Saddleback Mountain Road only reaches the summit after a short, steep, turnoff, but was once part of Hoddles Track, which is now only in existence in a small ridge track from the summit but used to extend west to the Southern Highlands.

===Protected areas===
Numerous areas are protected as part of the Illawarra Escarpment State Conservation Area or as state forests such as Kembla State Forest southwest of Wollongong. However, much is private property or owned by mining companies like BHP. Well known and popular lookouts such as at Mount Keira and Bald Hill are reserves or parks, the Mount Keira Summit Park is an annexe of the Wollongong Botanic Garden like Puckeys Estate Reserve on the plain.

===Walking tracks===
There are many walking tracks and lookouts with views of the surrounding countryside to the south, or suburbs to the north and coastal villages to the far north, and bushland and suburbs to the north.

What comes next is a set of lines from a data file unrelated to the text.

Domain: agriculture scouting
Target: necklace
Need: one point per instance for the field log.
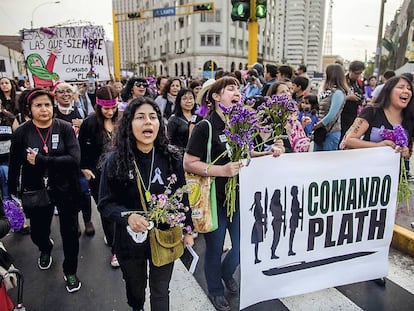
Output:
(147, 189)
(65, 110)
(44, 139)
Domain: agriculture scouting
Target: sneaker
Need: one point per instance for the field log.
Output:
(72, 283)
(114, 262)
(231, 285)
(25, 230)
(220, 303)
(89, 229)
(44, 261)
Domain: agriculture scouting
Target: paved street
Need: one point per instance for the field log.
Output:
(103, 287)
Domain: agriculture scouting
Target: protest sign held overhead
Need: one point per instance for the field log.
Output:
(65, 54)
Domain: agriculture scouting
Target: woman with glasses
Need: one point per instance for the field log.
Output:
(66, 110)
(95, 139)
(184, 113)
(8, 99)
(166, 101)
(134, 88)
(45, 147)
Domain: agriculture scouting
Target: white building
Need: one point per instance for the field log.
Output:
(189, 45)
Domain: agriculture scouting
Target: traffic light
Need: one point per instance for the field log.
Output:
(134, 15)
(207, 7)
(240, 10)
(261, 8)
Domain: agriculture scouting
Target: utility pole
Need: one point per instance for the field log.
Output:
(379, 41)
(117, 65)
(253, 29)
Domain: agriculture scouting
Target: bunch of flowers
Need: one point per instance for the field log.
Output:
(14, 213)
(167, 207)
(152, 86)
(242, 126)
(399, 136)
(274, 112)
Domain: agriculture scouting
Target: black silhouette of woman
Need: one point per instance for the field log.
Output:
(278, 216)
(294, 218)
(258, 226)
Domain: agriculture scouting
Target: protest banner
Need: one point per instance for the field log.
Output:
(65, 54)
(315, 220)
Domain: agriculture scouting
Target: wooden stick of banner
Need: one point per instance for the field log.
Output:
(284, 214)
(301, 225)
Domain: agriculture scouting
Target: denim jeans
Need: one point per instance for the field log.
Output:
(85, 199)
(331, 142)
(215, 270)
(4, 171)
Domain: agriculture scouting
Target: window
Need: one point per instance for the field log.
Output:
(211, 17)
(210, 40)
(218, 16)
(233, 43)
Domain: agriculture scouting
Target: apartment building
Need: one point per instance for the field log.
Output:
(197, 44)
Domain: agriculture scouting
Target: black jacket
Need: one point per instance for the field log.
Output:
(61, 162)
(116, 196)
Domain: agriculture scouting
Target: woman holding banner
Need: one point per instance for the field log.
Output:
(394, 106)
(225, 91)
(332, 101)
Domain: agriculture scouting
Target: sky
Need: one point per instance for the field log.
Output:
(354, 22)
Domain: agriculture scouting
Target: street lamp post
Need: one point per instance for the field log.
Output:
(42, 4)
(379, 41)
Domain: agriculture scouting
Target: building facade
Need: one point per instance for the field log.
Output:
(195, 45)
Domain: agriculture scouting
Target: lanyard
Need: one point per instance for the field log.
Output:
(44, 139)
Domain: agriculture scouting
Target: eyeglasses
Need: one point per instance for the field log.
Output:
(67, 91)
(187, 99)
(141, 84)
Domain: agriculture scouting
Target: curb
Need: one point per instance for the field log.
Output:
(403, 240)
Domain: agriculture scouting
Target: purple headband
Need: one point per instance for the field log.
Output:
(107, 103)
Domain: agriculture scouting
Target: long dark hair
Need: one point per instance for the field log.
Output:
(335, 78)
(178, 110)
(10, 105)
(384, 99)
(166, 89)
(125, 142)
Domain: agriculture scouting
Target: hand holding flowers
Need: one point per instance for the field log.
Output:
(166, 208)
(399, 137)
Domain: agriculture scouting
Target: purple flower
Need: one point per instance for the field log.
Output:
(14, 213)
(398, 135)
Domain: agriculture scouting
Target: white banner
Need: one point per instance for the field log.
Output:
(65, 54)
(317, 220)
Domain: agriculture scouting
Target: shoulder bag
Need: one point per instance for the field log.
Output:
(202, 196)
(166, 245)
(35, 199)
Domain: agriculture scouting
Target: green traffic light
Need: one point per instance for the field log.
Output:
(261, 11)
(242, 10)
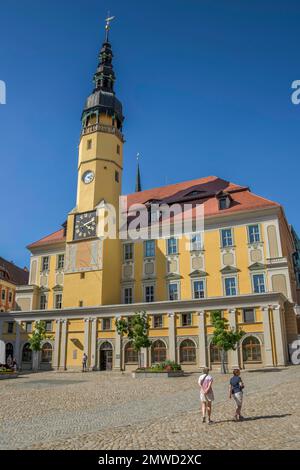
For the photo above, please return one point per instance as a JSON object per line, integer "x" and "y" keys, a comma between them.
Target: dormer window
{"x": 224, "y": 200}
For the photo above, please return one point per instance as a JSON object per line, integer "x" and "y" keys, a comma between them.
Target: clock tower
{"x": 92, "y": 275}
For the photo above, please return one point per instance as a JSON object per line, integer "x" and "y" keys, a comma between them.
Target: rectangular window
{"x": 58, "y": 301}
{"x": 106, "y": 323}
{"x": 172, "y": 246}
{"x": 128, "y": 252}
{"x": 43, "y": 302}
{"x": 198, "y": 288}
{"x": 196, "y": 242}
{"x": 254, "y": 233}
{"x": 149, "y": 248}
{"x": 226, "y": 236}
{"x": 45, "y": 263}
{"x": 128, "y": 295}
{"x": 186, "y": 319}
{"x": 149, "y": 293}
{"x": 249, "y": 316}
{"x": 258, "y": 283}
{"x": 157, "y": 321}
{"x": 173, "y": 291}
{"x": 60, "y": 261}
{"x": 230, "y": 286}
{"x": 48, "y": 325}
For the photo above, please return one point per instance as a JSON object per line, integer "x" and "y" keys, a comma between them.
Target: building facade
{"x": 81, "y": 281}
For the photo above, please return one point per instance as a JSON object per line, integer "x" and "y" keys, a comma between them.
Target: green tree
{"x": 225, "y": 337}
{"x": 137, "y": 330}
{"x": 35, "y": 341}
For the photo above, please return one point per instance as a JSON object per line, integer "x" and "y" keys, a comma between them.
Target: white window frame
{"x": 196, "y": 245}
{"x": 167, "y": 247}
{"x": 259, "y": 234}
{"x": 204, "y": 287}
{"x": 45, "y": 270}
{"x": 59, "y": 268}
{"x": 125, "y": 245}
{"x": 178, "y": 289}
{"x": 40, "y": 301}
{"x": 252, "y": 282}
{"x": 124, "y": 289}
{"x": 232, "y": 237}
{"x": 145, "y": 296}
{"x": 145, "y": 249}
{"x": 55, "y": 300}
{"x": 236, "y": 285}
{"x": 254, "y": 312}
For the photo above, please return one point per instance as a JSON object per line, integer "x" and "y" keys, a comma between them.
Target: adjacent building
{"x": 80, "y": 282}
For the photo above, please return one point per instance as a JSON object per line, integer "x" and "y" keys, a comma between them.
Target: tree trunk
{"x": 35, "y": 360}
{"x": 223, "y": 365}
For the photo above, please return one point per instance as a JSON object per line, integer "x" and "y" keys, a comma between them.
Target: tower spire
{"x": 138, "y": 185}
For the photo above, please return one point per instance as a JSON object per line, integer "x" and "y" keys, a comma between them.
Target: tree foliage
{"x": 224, "y": 336}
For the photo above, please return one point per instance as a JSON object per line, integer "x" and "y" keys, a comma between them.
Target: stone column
{"x": 17, "y": 343}
{"x": 86, "y": 347}
{"x": 234, "y": 355}
{"x": 63, "y": 345}
{"x": 55, "y": 363}
{"x": 144, "y": 357}
{"x": 279, "y": 336}
{"x": 94, "y": 343}
{"x": 203, "y": 362}
{"x": 172, "y": 336}
{"x": 2, "y": 344}
{"x": 267, "y": 338}
{"x": 117, "y": 358}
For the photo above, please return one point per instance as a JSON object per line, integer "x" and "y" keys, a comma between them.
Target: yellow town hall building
{"x": 80, "y": 282}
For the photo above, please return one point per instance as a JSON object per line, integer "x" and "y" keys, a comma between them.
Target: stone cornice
{"x": 213, "y": 303}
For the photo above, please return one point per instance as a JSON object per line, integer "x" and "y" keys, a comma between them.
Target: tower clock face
{"x": 88, "y": 176}
{"x": 85, "y": 225}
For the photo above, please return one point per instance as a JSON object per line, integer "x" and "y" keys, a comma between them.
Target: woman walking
{"x": 206, "y": 394}
{"x": 236, "y": 387}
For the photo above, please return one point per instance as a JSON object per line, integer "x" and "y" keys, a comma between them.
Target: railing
{"x": 102, "y": 128}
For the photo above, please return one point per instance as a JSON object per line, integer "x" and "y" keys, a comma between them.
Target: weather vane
{"x": 107, "y": 26}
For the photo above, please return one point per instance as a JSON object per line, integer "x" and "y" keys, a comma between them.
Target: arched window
{"x": 106, "y": 346}
{"x": 46, "y": 353}
{"x": 187, "y": 351}
{"x": 215, "y": 354}
{"x": 131, "y": 355}
{"x": 9, "y": 351}
{"x": 26, "y": 353}
{"x": 158, "y": 351}
{"x": 251, "y": 350}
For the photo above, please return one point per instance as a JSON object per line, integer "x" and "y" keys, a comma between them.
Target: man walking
{"x": 84, "y": 362}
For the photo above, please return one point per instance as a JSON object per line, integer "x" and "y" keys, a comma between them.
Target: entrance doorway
{"x": 106, "y": 356}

There are several well-known lookouts, such as Bald Hill, Bulli Pass, Sublime Point and Mount Keira, as well as lesser known tracks with views such as Hoddles Track west of Saddleback Mountain. Some tracks have gone into disrepair such as the Wodi Wodi track at Stanwell Park, but some such as the Mount Keira Ring Track have been upgraded. Weed infestation is a problem, with many areas invaded by lantana and other invasive weeds.

==Maddens Plains==
Maddens Plains (also written as Madden's Plains) was named after John Madden who arrived from Ireland in 1850 at the age of 11.

The "address locality" of Maddens Plains is defined as a suburb of the City of Wollongong, "about 1 km N of Scarborough and about 7 km E of Southend [trig] Station". At the , it had no population. There is a group of telecommunications antennae, including amateur radio repeaters.